Het beroepsdossier bevat de volgende bewijsstukken:
1° in voorkomend geval, een bewijs van betaling van de dossiertaks;
2° de overtuigingsstukken die de beroepsindiener nodig acht;
3° in voorkomend geval, een inventaris van de overtuigingsstukken, vermeld in punt 2°.
Als de bewijsstukken, vermeld in het tweede lid, ontbreken, kan hieraan verholpen worden overeenkomstig artikel 57, tweede lid, van het decreet van 25 april 2014.
Het beroepsdossier wordt ingediend met een analoge of een digitale zending.
Het bevoegde bestuur kan bij de beroepsindiener, de vergunningsaanvrager of de overheid die in eerste administratieve aanleg bevoegd is, alle beschikbare informatie en documenten opvragen die nuttig zijn voor het dossier.
De beroepsindiener geeft, op straffe van verval, uitdrukkelijk in zijn beroepschrift aan of hij gehoord wil worden.
Als de vergunningsaanvrager gehoord wil worden, brengt hij het bevoegde bestuur daarvan uitdrukkelijk op de hoogte met een beveiligde zending uiterlijk vijftien dagen nadat hij een afschrift van het beroepschrift als vermeld in artikel 56 van het decreet van 25 april 2014, heeft ontvangen, op voorwaarde dat hij niet de beroepsindiener is.
Mededeling
Deze gegevens kunnen worden opgeslagen in een of meer bestanden.
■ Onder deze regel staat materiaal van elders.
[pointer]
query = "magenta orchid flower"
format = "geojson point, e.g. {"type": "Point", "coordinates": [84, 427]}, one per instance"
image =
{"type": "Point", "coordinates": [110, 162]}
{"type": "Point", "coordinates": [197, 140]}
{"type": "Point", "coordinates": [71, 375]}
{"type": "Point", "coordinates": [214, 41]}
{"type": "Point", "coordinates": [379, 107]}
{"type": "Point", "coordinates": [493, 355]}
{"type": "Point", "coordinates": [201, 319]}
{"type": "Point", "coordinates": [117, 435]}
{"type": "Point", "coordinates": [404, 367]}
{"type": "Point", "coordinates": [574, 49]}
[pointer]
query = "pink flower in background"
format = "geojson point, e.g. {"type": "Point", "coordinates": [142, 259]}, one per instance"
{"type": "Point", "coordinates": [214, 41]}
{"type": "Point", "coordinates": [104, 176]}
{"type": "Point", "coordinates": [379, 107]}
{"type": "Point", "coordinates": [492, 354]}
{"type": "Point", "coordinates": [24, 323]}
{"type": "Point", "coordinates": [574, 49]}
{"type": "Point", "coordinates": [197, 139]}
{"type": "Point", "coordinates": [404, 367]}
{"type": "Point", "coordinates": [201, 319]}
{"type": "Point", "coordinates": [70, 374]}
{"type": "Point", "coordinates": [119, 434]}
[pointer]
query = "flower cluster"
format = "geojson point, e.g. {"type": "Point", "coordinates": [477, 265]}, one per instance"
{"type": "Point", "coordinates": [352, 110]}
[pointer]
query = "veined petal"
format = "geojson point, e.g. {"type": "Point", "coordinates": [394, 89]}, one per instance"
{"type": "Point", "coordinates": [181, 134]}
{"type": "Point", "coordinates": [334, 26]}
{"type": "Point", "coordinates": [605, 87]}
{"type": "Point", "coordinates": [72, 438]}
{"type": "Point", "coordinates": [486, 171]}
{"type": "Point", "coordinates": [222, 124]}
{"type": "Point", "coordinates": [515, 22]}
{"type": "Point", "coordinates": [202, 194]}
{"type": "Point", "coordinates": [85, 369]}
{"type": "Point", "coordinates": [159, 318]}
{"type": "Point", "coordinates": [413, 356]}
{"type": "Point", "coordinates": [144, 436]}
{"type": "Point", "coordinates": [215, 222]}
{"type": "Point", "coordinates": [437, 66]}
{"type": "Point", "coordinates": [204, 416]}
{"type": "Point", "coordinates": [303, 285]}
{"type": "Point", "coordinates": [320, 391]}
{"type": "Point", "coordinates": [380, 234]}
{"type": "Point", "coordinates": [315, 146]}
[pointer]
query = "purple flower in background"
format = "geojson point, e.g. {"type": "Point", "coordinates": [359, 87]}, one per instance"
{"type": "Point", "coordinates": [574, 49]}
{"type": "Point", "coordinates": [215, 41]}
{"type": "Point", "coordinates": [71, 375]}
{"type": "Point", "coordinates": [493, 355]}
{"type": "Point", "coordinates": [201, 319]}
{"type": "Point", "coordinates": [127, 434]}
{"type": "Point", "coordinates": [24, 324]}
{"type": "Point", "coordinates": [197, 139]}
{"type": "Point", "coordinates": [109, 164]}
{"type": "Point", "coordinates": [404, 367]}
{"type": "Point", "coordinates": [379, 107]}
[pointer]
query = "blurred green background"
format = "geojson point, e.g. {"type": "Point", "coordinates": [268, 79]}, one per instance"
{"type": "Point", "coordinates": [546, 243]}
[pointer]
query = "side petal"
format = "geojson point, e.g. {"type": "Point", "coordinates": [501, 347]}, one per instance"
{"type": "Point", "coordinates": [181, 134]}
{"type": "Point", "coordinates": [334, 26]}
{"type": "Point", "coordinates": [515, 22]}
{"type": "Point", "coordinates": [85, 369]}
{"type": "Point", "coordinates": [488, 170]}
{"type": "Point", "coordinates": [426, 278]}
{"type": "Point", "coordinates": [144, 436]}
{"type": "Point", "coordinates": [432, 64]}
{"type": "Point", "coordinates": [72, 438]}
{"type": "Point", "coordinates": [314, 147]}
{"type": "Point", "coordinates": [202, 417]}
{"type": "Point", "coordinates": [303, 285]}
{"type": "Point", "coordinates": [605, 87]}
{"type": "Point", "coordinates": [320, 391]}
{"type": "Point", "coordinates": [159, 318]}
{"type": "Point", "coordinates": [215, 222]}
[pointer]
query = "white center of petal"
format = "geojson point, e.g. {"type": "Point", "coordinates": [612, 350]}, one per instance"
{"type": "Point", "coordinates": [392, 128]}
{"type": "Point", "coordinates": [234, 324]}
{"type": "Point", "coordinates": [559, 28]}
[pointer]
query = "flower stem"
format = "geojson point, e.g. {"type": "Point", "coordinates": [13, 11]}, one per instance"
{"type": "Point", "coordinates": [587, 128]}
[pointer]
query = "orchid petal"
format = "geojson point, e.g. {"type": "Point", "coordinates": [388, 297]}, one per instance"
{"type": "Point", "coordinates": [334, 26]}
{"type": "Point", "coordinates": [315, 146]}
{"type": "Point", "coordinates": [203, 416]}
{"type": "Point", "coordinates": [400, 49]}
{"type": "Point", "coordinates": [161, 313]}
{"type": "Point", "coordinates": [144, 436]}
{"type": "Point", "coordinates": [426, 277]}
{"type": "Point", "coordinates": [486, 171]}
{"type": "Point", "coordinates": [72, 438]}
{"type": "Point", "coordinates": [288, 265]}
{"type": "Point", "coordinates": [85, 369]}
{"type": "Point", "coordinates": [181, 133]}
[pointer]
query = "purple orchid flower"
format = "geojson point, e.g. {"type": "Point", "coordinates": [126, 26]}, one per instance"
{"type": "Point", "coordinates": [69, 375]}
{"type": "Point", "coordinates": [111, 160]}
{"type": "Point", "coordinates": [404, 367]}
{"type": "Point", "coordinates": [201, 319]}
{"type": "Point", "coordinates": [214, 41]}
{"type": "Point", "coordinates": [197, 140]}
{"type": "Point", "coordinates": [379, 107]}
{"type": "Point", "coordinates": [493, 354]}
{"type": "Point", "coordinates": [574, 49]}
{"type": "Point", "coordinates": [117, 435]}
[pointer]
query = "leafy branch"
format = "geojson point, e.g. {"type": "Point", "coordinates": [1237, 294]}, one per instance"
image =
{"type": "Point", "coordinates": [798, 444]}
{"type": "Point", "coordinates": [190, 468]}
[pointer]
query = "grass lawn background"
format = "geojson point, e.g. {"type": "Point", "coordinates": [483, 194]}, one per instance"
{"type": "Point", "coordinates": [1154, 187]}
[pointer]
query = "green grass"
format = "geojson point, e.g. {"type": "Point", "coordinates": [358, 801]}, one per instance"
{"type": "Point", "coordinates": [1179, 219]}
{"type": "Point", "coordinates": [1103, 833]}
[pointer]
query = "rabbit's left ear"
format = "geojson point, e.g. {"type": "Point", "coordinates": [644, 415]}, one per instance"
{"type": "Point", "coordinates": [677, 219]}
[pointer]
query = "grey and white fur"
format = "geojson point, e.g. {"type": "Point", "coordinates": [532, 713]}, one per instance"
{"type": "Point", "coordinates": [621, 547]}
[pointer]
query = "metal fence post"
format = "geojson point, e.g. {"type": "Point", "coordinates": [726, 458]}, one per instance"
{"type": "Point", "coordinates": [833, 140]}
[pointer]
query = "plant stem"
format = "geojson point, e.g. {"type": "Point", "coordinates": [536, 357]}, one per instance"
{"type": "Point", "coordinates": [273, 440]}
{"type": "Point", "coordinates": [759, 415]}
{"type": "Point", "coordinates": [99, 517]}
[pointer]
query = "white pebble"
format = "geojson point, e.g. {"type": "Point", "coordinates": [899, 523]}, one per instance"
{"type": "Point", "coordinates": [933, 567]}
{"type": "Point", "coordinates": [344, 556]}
Die bestanden kunnen zich bevinden bij de gemeente, waar u de aanvraag hebt ingediend, bij de provincie, en ook bij de Vlaamse administratie, bevoegd voor de omgevingsvergunning. Ze worden gebruikt voor de behandeling van uw dossier. Ze kunnen ook gebruikt worden voor het opmaken van statistieken en voor wetenschappelijke doeleinden. U hebt het recht om uw gegevens in deze bestanden in te kijken en zo nodig de verbetering ervan aan te vragen.
Het college van burgemeester en schepenen verleent onder voorwaarden de omgevingsvergunning voor het verlengen van de vergunning voor een tijdelijke voetbalaccommodatie aan Farys gelegen te Barkstraat 17, 9042 Gent.
De door het college vergunde plannen zijn de plannen die op de overzichtslijst staan, die is toegevoegd als bijlage aan deze vergunning en er integraal deel van uitmaakt.
Plannen die niet op deze overzichtslijst staan, maken geen deel uit van de vergunning.
Controleer steeds of het om een goedgekeurd plan gaat.
Opgelet, er kunnen voorwaarden betrekking hebben op de plannen.
Verleent de vergunning voor bepaalde duur vanaf 21 juni 2024 tot en 21 juni 2034.
Legt volgende voorwaarden op:
Tijdelijke vergunning
De omgevingsvergunning is tijdelijk en geldig voor een periode van 10 jaar.
Na deze periode moet de plaats onmiddellijk en volledig in de oorspronkelijke staat hersteld worden.
Extern advies
Openbaar domein:
Er wordt slechts één oprit met – in tegenstelling tot het ontwerpplan – een breedte van maximum 6,00 meter op het openbaar domein toegestaan.
Riolering:
De bouwheer moet zelf instaan voor de zuivering van zijn afvalwater.
Wijst de aanvrager op volgende aandachtspunten:
Opmerking m.b.t. toekomstige ontwikkeling:
Het Mobiliteitsbedrijf wenst in de toekomst betrokken te worden m.b.t. de uitbreiding van de sportfaciliteiten richting definitieve accommodatie. In die toekomstige fase zullen we het ontwerp beoordelen aan de hand van de dan geldende mobiliteitsaspecten, zoals bijvoorbeeld de toegankelijkheid van de gebouwen, de bovenlokale bereikbaarheid van de site, de fietsparkeerplaatsen en de faciliteiten voor autoparkeren.
Openbaar domein:
De bouwheer/vergunninghouder is steeds verantwoordelijk voor beschadigingen aan de inrichting van het openbaar domein, groenaanleg, bermen, trottoirs, boordstenen, (straat)kolken en de rijweg, die te wijten zijn aan de bouwactiviteit. De dienst Wegen, Bruggen en Waterlopen herstelt deze beschadigingen op kosten van de bouwheer/vergunninghouder.